An equity release mortgage is designed to last for life. You are not required to make any monthly repayments, still have the freedom to move home and you can release equity if you have an existing mortgage on your property. You just need to repay the outstanding debt with the money you release.
How does equity release work?
There are two types of equity release to choose from: the more popular lifetime mortgage and the home reversion plan. Here’s a close look at how each plan works:
Lifetime mortgage – with this option you need to be over 55 years of age, a loan is secured against your property which is repaid from the sale of your home when you die or move into permanent care. Unless you choose to, there are no monthly repayments to make and you continue to own 100 percent of your property value. This means you will benefit from any increase in property prices.
The interest charged on a lifetime mortgage is compounded, so you pay interest on the interest already accrued. This means the loan will grow at a faster rate compared to a standard mortgage. However, the Equity Release Council’s ‘no negative equity guarantee’ ensures that you will never owe more than the value of your home.
Home reversion plan – with this option you need to be over 65 years of age and agree to sell all, or a percentage of your property. There is no interest charged however the lender will typically pay you less than the market value for your home.

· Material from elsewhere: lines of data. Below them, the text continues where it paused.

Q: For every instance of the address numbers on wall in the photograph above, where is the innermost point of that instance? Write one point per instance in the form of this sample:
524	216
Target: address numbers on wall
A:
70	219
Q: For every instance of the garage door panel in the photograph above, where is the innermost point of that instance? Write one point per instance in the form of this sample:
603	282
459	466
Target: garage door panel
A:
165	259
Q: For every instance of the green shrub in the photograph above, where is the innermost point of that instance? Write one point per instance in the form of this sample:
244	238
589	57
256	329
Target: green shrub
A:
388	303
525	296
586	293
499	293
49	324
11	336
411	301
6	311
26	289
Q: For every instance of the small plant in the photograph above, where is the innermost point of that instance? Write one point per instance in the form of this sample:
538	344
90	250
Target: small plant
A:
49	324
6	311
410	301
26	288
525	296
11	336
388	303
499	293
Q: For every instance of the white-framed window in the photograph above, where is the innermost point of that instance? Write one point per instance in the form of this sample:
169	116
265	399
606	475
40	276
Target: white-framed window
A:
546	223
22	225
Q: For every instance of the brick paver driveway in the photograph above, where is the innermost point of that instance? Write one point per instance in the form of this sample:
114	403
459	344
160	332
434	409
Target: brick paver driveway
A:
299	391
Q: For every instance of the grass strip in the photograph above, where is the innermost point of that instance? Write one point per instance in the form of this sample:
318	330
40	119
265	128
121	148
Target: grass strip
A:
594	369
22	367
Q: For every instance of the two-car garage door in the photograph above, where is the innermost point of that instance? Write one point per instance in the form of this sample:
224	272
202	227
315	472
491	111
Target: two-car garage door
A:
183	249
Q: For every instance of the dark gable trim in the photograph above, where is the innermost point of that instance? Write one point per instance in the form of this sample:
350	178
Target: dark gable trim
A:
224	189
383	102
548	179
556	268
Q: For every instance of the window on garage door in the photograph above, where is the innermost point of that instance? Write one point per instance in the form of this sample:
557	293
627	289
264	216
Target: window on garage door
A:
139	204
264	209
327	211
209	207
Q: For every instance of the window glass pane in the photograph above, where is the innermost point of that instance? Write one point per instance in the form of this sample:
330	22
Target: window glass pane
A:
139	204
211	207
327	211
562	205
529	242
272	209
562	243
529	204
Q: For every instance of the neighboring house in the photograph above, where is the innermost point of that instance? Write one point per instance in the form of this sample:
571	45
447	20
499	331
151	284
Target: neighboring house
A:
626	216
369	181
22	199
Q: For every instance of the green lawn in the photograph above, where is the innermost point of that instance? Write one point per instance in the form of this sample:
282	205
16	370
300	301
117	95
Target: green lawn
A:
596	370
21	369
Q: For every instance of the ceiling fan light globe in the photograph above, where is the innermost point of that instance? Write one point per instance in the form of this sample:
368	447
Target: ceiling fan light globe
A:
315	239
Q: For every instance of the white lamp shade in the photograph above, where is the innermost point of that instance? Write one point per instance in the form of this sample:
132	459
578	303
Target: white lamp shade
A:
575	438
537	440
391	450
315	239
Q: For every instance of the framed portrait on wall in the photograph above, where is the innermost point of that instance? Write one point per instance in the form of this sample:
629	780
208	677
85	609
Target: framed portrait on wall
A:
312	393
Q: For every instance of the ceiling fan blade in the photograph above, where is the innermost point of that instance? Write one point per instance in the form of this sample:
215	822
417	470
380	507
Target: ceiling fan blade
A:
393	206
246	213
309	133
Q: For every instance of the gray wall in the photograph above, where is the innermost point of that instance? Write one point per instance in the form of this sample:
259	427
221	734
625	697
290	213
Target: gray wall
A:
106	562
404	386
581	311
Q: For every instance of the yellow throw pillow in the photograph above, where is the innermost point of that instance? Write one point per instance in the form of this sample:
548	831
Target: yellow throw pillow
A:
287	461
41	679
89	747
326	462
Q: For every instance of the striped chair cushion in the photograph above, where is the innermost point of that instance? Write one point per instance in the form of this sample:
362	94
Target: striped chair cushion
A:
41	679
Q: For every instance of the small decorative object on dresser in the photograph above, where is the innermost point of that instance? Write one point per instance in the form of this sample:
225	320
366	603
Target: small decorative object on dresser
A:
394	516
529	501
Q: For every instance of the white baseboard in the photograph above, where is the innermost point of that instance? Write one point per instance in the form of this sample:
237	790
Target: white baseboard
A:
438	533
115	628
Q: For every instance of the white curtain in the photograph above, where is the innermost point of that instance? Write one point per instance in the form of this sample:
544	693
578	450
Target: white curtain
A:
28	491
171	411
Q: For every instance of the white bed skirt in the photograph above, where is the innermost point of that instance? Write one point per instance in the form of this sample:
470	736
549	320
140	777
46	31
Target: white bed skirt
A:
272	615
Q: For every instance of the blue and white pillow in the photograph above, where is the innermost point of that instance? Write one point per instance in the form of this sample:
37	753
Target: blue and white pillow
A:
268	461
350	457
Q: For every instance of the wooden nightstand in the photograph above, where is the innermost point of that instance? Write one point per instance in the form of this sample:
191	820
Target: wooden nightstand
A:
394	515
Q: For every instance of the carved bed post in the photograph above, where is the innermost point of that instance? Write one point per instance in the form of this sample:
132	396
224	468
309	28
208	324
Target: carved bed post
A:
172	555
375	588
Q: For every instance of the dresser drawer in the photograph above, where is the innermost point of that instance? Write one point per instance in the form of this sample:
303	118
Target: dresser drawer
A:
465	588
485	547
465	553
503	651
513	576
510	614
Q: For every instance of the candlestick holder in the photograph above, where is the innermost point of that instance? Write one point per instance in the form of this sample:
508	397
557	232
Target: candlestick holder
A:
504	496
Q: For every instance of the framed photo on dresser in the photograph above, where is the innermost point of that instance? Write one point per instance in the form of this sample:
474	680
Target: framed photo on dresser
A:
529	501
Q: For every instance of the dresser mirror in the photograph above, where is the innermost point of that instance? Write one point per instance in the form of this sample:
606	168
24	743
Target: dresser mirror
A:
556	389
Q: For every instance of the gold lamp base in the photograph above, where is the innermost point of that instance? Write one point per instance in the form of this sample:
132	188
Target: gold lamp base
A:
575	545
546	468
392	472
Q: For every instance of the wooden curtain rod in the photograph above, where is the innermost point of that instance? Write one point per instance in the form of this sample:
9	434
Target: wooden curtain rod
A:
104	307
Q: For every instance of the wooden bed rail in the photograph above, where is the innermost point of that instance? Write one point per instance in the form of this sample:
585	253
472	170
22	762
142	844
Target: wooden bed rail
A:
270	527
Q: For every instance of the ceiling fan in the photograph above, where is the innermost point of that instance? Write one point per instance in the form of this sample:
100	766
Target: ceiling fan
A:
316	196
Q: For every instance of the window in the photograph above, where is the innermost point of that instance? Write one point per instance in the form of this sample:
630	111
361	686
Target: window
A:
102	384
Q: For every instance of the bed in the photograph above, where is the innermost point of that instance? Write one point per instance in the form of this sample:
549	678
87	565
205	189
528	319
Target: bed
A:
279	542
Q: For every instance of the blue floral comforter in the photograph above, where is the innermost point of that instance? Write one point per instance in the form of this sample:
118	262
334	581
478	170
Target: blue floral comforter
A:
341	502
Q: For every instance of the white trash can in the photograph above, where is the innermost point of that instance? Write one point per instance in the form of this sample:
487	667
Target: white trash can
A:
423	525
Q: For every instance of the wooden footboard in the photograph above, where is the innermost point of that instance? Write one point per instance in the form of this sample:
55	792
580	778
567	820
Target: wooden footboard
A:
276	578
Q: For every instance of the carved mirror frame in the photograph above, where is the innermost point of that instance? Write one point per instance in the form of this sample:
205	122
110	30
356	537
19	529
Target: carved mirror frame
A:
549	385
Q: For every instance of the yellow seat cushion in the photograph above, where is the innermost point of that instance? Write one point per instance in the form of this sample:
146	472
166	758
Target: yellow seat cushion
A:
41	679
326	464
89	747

You can remain living in your home rent free for life or until you move into permanent care, but you will no longer be the sole owner. This means you will only benefit from any increase in house prices on the percentage of property you own.
In 2023 the average UK equity release customer borrowed around £100,000 or 25% of their property value but the amount of equity you can release will depend on your own personal circumstances including your age and the value of your property.
An equity release mortgage will impact the value of your estate and could affect any benefits your currently receive, so it’s not the right choice for everyone. Before going ahead you should seek professional advice, consider the pros and cons and discuss the alternatives.
It is also important to talk to family to ensure they are happy with whatever you decide.